Today. a guy that was fishing told me he saw a "turtle as large a five gallon barrel swimming around." I also saw the turtle again near the shore but it was more cautious. It may be a female wanting to lay eggs on shore. 

A close up photo of the face:
http://www.ohiogamefishing.com/photopost/showphoto.php?photo=13912&size=big&sort=1&cat=500


----------



## tmccunn (Mar 21, 2006)

Thats insane. I didnt think you would find any that size on the chagrin. What area of the chagrin did you see run into him?


----------



## vkutsch (Oct 28, 2005)

River Dweller20 said:


> Yeah, they are quick. One I caught about 25 pounds last summer, well I reeled it in and my father reached down to cut the line and it, no kidding, jumped off of its front legs, stretched out his neck, and almost got him. Nasty dude!
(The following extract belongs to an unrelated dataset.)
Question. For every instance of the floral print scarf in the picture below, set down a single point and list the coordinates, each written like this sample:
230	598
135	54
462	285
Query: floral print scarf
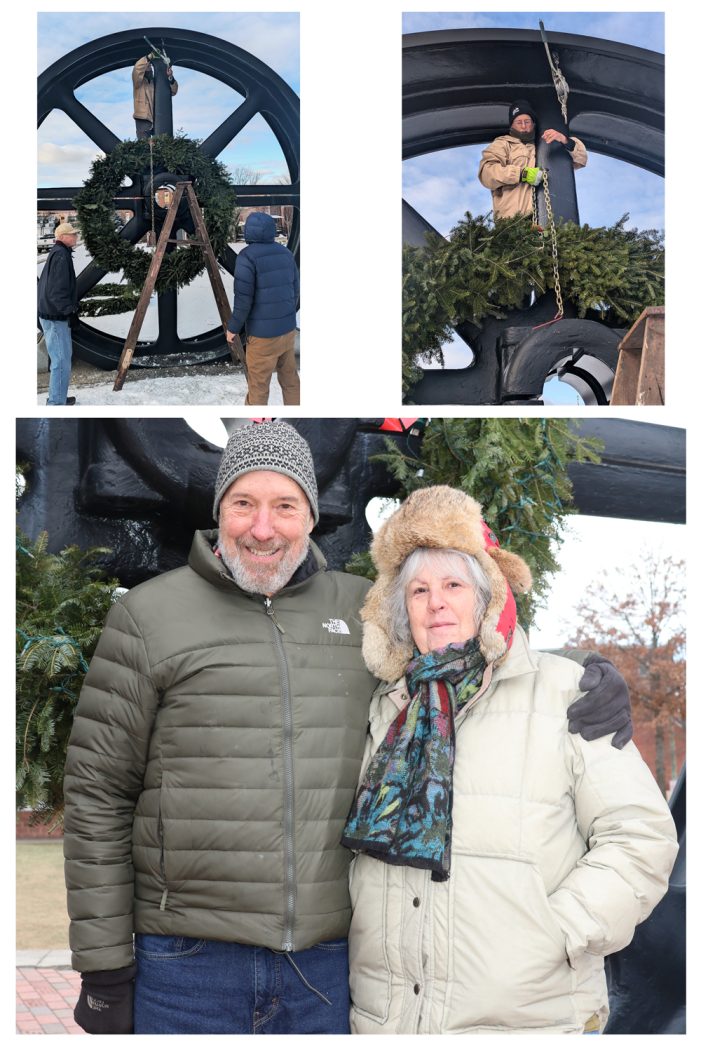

Playing golf in florida, there was a small (10-15lb) aligator snapper crawling across the fairway. After poking at it with a putter (and getting a nice bite mark in the handle) for a little bit, it launched at me COMPLETELY off the ground, about a foot the air, neck stretched out aiming for my crotch- surprised the hell out off me. Never knew turtles could jump! needless to say, we left it alone and were more careful getting balls around water hazards.


----------



## liquidsoap (Oct 22, 2005)

vkutsch said:


> Playing golf in florida, there was a small (10-15lb) aligator snapper crawling across the fairway. After poking at it with a putter (and getting a nice bite mark in the handle) for a little bit, it launched at me COMPLETELY off the ground, about a foot the air, neck stretched out aiming for my crotch- surprised the hell out off me. Never knew turtles could jump! needless to say, we left it alone and were more careful getting balls around water hazards.



WOW I bet that was fun!

At piedmont in september I was fishing for channel cats with chicken liver under a float. My bobber was standing straight up and went under for about a second I though I was seeing things so I let it go.
About a minute later I see the bobber go side ways and start moving real slow. Then it stayed at a slant. After about 20 minutes of watching it, I yanked, it was a 30+ pound snapping turtle. Only one I ever caught, and I some how managed to get my hook back dont ask how!


----------



## big fish (Oct 9, 2005)

dang that thing looks mean. well after readin this stuff about snappers im NEVER swimming were i know there in there


----------



## creekwalker (May 23, 2004)

Alaskariverrat said:


> ...I have a photo where I am holding the turtle up but it gives away the location.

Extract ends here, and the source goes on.